Early childhood fund boost 'not enough'
New spending of $155 million on early childhood education over four years is vital to keep participation affordable, says Education Minister Hekia Parata.
But sector groups have already said the funding is not enough to keep pace with rising costs, and will do nothing to improve the quality of education children are receiving.
Parata said a $53.6m boost to subsidy rates would help keep fees affordable, which was vital to increase early childhood participation, especially for children from Maori, Pasifika and low-income backgrounds.
The extra funding would support an estimated 5800 children to access early childhood education by June 2018, more than a third of them from areas where participation was low, she said.
The Government has a target of increasing participation in early childhood education to 98 per cent of children starting school in 2016.
Parata said spending on early childhood education had almost doubled from more than $800m in 2007-08 to $1.5 billion in 2013-14.
But Early Childhood Council chief executive Peter Reynolds said that while the non-salary part of the funding subsidy had been increased by 2.5 per cent, the increase actually equalled about 1 per cent overall because salaries were the "lion's share" of costs.

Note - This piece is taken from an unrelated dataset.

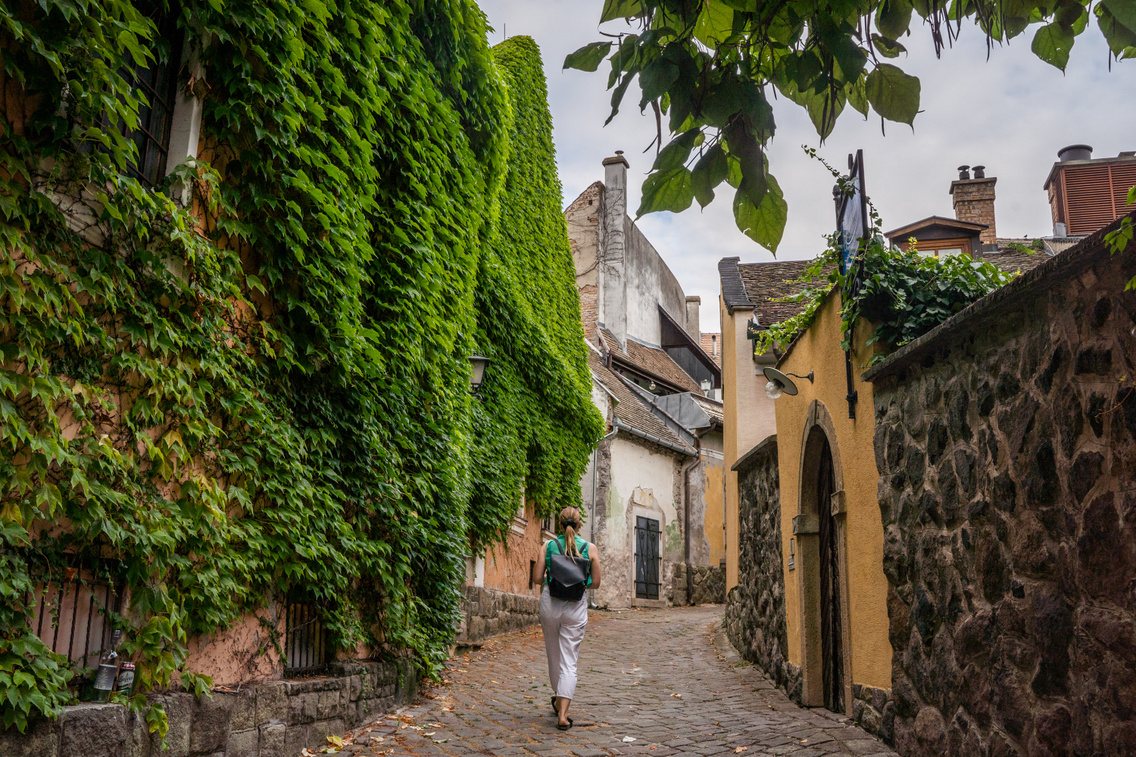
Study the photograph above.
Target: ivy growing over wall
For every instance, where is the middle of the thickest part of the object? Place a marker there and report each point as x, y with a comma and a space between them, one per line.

That was below inflation, and meant pressure would fall on centres to either increase their parent fees or reduce staffing to make up costs.
"Childcare centres are falling further behind in terms of the funding input that Government gives," he said. "It's just getting harder and harder to offer a good- quality service to parents and their children."
While he was pleased the Government was targeting some of the children most in need, it was at the cost of middle income childhood education.
"That's the backbone of the system, and that's what keeps those centres going."
NZ Educational Institute president Judith Nowotarski described the funding announcement as underwhelming. "At the end of the day, community [childcare] services will continue to struggle."